While Joey certainly doesn’t carry the play, he’s definitely not the worst part since the ending sees his character boarding a spaceship and turning into a cross between Earth’s savior and Peter Pan. His goodbye speech to Kate could also be deemed unprofessional, but hey, at least it had heart.

Sigmund Freud in Freud!

The writers clearly asked themselves, “What would be the worst, most unlikely character turned into a stage musical?” because Freud is most definitely the answer to that question. Joey’s German accent is hilarious, even though it renders some of his singing inaudible. Also, was Freud a good dancer? Because Joey sure isn’t. Then again, a Michael Flatley tap-dancing Freud would be too unsettling to watch.

Al Pacino’s Butt Double

One of the first episodes focused on Joey and his struggling acting career, “The One with the Butt,” gave us that marvelous plot where the aspiring actor lands his first big movie playing Pacino’s butt-double. Unfortunately, Joey’s ass-acting is a little too sophisticated, and he ends up getting fired and replaced by, and we’re just guessing here, someone who wasn’t too concerned over butt emoting.

Joseph the Processing Guy

Technically not an acting job, but the actor-slash-hustler got paid for the gig where he ended up playing a character, so we’re making it count. When Chandler gets Joey a job at his data processing firm because it’s nice having friends in mid places, Joey decides to play a character which, to be fair, was probably a good idea because it kept him from “How you doin’?” every female co-worker.

He changes his name quite dramatically to Joseph, a family man who has a loving wife named Karen and a bunch of kids he invents on a whim. Joseph is also the office backstabber who will throw his best buddy under the bus to cover for his own incompetence. The whole bit is hilarious, and kudos to Joey for committing to such a wholly unnecessary character, even though Joseph is simply a version of Joey all grown up.

Mac in Mac and C.H.E.E.S.E.

The delightfully quirky show might’ve been purposely poorly written, but it’s become one of those “so bad it’s good” properties because who wouldn’t watch a buddy cop comedy starring Joey as a detective and a ridiculous-looking robot as his sidekick? It’s a pity the show was canceled halfway through its first season because it might be the most chemistry Joey’s ever had with someone that’s not a soap actor.

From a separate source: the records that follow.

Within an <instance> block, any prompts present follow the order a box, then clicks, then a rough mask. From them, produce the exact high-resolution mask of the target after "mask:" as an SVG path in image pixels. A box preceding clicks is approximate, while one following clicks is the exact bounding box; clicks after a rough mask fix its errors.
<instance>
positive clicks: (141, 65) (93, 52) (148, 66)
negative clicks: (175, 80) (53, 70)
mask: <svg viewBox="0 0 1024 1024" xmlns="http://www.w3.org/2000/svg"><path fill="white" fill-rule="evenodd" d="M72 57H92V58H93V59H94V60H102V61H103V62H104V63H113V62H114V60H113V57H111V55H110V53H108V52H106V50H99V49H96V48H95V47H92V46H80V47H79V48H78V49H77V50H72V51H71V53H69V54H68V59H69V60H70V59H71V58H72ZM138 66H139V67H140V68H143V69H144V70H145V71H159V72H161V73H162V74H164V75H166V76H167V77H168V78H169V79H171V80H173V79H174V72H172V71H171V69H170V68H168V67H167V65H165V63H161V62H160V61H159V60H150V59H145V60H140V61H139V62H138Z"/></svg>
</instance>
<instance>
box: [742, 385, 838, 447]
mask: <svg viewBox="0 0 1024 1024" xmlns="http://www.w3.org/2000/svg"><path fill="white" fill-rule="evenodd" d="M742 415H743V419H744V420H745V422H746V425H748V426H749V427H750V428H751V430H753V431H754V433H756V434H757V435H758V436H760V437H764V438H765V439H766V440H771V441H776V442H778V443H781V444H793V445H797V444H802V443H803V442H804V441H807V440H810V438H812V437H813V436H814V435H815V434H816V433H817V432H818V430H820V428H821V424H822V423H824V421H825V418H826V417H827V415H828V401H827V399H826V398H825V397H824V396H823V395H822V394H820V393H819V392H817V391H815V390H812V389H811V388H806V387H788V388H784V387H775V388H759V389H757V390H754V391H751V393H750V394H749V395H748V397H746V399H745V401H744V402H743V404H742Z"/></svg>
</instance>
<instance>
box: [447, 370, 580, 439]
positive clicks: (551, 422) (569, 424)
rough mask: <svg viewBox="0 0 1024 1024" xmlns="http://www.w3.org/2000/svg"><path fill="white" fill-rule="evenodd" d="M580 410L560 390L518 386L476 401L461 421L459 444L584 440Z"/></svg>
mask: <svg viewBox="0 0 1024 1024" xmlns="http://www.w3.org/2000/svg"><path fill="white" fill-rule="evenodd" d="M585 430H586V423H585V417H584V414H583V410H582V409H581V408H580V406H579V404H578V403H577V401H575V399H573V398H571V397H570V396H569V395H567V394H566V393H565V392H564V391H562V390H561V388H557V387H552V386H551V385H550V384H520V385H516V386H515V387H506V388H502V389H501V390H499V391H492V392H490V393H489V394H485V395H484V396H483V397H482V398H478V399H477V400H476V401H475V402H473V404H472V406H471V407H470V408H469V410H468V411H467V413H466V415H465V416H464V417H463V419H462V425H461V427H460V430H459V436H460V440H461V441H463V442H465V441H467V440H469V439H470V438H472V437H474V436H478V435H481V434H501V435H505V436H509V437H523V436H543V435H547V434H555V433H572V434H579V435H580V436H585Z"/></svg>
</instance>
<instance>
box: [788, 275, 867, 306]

Ichiban! Lipstick for Men Commercial

When Joey asks Chandler to show his commercial reel to Chandler’s new ad agency, Chandler lies about seeing it, and Joey knows it — because no universe exists in which the sarcastic friend would pass on the opportunity to mock Joey’s “Ichiban!” ad. It is simultaneously the most cringe and most wonderful Japanese commercial in television history. Moreover, it shows that Joey would do just about anything for a part, even when he knows his friends will give him endless grief about it.

A Soldier in a World War I Movie

By the end of Season Seven, Joey finally lands himself a part in a serious film called Over There, Private Tony, where he gets to act opposite famous fictional thespian Richard Crosby (Gary Oldman) as the two of them literally spit on each other like they graduated from the Daffy Duck School of Acting. The performance is more suited for the stage than film, and Joey at one point goes full Days of Our Lives, but one thing is certain: His annunciation is faultless.

Dr. Drake Ramoray But With Jessica Lockhart’s Brain

While Joey was hilariously sidelined when Days of Our Lives had to cast his evil twin brother, Stryker, he did get to play Dr. Drake Ramoray again, only this time with someone else’s brain in his body that somehow leads to him absorbing their personality. When Jessica Lockhart (Susan Sarandon) gets offed by her spoiled, bratty daughter on the show, Dr. Drake Ramoray becomes the recipient of Lockhart’s brain, only to turn into the woman who couldn’t stop slapping everybody.

Approaching this from an objective point-of-view, we cannot fault Joey’s performance in the scene below, and it’s no wonder he got nominated for a Soapie Award soon thereafter. Dr. Drake Ramoray as Jessica Lockhart is a character as dramatic as they come, and his delivery is nothing short of captivating. No notes. Practically flawless.